La décision d'Ignazio Cassis peut paraître pourtant ironique alors que Philip Morris est une entreprise basée en Suisse. Cela donne un peu l'impression que cette entreprise est intéressante lorsqu'il s'agit d'encaisser ses impôts mais qu'elle devient infréquentable dès qu'il s'agit de la mettre en avant.

"C'est un peu ironique, mais d'un autre côté - le débat public l'a montré, la décision du conseiller fédéral aussi - aujourd'hui on est encore dans des perceptions publiques de ces produits-là qui sont liées à la réputation des cigarettiers", relève le directeur de Présence Suisse. "Donc la décision d'Ignazio Cassis va bien plus loin que seulement Philip Morris. C'est une décision qui nous dit à tous, nous les fonctionnaires fédéraux, que nous devons revoir nos associations avec l'économie privée lorsque nous travaillons à l'étranger."

On a décidé aussi de revoir aussi toute notre approche du sponsoring.

Nicolas Bideau

La confiance n'est pas pour autant rompue avec le conseiller fédéral PLR, assure par ailleurs Nicolas Bideau. "Cette décision a été difficile à prendre, j'ai été en contact permanent avec M. Ignazio Cassis, mon secrétaire général également, et on a pris la décision ensemble", explique-t-il, assurant en conséquence ne pas avoir été surpris par la décision.

Et une autre discussion, tournée vers l'avenir, a porté sur le modèle de financement de ce genre d'activité. "On a décidé aussi de revoir toute notre approche du sponsoring. Cela fait dix ans que j'ai une pression énorme du Conseil fédéral, du Parlement, pour réduire la partie publique, l'argent public dans le cadre de nos expositions.
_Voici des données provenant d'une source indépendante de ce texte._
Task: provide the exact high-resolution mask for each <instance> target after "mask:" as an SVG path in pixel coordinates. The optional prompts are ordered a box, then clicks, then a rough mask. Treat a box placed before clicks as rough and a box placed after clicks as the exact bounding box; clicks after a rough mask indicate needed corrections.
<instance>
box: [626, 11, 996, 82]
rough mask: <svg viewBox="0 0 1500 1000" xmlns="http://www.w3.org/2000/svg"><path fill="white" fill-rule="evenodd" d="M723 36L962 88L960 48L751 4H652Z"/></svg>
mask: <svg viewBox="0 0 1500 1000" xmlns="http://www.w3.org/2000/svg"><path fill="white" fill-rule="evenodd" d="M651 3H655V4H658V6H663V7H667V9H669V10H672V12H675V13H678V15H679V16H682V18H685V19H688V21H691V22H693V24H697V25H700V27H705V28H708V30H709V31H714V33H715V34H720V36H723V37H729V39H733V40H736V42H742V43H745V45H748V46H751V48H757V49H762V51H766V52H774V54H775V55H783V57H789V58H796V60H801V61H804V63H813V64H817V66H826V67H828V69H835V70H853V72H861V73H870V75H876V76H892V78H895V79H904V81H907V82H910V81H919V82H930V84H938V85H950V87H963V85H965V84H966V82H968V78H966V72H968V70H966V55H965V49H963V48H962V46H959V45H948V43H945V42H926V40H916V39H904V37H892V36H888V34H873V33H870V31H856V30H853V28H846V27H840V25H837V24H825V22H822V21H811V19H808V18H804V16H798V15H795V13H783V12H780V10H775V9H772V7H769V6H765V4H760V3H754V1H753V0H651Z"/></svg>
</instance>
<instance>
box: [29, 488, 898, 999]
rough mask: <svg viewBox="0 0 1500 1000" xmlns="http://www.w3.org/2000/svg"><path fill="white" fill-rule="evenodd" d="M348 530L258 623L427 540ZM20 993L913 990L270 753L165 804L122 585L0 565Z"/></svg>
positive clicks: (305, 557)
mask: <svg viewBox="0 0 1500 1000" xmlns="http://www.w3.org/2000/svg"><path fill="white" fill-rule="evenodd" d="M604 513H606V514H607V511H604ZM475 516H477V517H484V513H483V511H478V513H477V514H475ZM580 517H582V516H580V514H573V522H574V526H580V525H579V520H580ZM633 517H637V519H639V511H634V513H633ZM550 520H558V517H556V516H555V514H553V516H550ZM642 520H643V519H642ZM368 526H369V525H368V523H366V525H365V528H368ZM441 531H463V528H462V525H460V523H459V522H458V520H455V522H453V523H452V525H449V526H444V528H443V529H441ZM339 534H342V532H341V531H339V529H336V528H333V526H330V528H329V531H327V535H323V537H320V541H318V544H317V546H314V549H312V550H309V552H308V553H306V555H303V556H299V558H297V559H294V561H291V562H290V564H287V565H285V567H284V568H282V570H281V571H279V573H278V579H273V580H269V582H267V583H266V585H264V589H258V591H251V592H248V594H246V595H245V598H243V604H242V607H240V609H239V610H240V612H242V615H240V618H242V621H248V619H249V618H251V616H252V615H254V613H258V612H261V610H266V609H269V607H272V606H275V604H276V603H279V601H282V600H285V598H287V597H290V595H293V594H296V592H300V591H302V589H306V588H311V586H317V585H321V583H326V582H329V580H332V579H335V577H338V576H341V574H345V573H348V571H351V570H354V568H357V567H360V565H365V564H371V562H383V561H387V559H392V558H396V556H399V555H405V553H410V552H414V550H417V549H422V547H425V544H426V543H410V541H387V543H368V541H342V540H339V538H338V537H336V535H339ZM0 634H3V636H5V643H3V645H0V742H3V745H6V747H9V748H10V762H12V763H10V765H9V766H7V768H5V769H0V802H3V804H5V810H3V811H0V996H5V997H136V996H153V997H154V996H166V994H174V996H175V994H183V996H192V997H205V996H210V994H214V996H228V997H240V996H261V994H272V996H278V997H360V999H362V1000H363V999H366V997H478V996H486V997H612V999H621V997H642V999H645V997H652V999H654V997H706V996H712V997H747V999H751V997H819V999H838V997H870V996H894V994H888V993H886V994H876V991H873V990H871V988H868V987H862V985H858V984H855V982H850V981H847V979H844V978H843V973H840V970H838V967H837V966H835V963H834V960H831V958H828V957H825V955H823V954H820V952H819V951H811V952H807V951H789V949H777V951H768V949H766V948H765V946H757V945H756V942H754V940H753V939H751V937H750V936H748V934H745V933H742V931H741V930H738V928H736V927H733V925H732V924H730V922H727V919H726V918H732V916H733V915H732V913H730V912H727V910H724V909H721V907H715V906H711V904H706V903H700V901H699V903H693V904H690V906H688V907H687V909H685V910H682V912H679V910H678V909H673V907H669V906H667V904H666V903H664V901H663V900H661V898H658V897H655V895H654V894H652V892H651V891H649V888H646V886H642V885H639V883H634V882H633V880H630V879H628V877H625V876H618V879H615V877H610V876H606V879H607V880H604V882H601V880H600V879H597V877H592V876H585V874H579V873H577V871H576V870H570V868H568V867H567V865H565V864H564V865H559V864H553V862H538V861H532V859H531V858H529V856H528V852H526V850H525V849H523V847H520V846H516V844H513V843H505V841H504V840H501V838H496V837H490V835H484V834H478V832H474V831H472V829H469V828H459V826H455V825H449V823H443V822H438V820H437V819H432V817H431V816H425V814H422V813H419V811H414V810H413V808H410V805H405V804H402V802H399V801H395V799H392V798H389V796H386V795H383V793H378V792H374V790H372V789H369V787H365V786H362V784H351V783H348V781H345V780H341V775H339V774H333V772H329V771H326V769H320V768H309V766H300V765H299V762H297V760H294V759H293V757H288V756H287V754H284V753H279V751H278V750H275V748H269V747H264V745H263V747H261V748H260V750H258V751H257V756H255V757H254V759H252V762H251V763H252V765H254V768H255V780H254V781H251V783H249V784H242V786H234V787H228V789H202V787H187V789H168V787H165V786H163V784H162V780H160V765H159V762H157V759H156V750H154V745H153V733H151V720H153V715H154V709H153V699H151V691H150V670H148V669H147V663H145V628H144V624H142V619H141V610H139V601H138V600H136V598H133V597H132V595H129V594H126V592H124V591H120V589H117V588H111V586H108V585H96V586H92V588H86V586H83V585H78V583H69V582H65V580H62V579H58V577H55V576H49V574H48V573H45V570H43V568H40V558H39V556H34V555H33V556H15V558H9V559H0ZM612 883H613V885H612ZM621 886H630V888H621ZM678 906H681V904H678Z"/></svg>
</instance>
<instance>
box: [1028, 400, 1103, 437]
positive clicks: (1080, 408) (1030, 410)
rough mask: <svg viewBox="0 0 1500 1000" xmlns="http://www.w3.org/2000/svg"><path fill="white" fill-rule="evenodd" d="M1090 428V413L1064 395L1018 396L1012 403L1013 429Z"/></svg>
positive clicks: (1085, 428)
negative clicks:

Cela fait dix ans que le budget fédéral allait mal, il va mieux, donc c'est un momentum différent où l'on repense avec des critères plus moraux, plus éthiques, quelle doit être la collaboration avec le secteur privé. C'est une décision qui va faire écho, un paradigme qui a changé en juillet 2019."

On a toujours eu d'autres pistes mais je pense que ça va être très compliqué d'arriver à 7,5 millions.

Nicolas Bideau

Dans l'immédiat, et pour combler la perte financière liée à le retrait de Philip Morris, Nicolas Bideau ne cache pas qu'il sera difficile d'atteindre les 7,5 millions de francs nécessaires.

"On a toujours eu d'autres pistes mais je pense que ça va être très compliqué d'arriver à 7,5 millions", souligne-t-il. "J'ai encore des discussions très ouvertes avec le monde de l'horlogerie, du luxe, des banques", précise le directeur de Présence Suisse.

Pas de base légale pour le sponsoring à la Confédération

"La discussion est intéressante, parce qu'elle va nous obliger à être souples, à définir politiquement ce qui est bien ou mauvais dans le cadre d'une collaboration à l'étranger (...) Il n'y a aucune base légale qui règle le sponsoring au sein de la Confédération et on va devoir rédiger un rapport que je me réjouis de rédiger. Parce qu'on ne peut pas changer du jour au lendemain notre relation avec l'économie privée. Si demain je ne peux plus travailler avec l'économie privée, je ne peux plus vendre la Suisse à l'étranger", avertit Nicolas Bideau.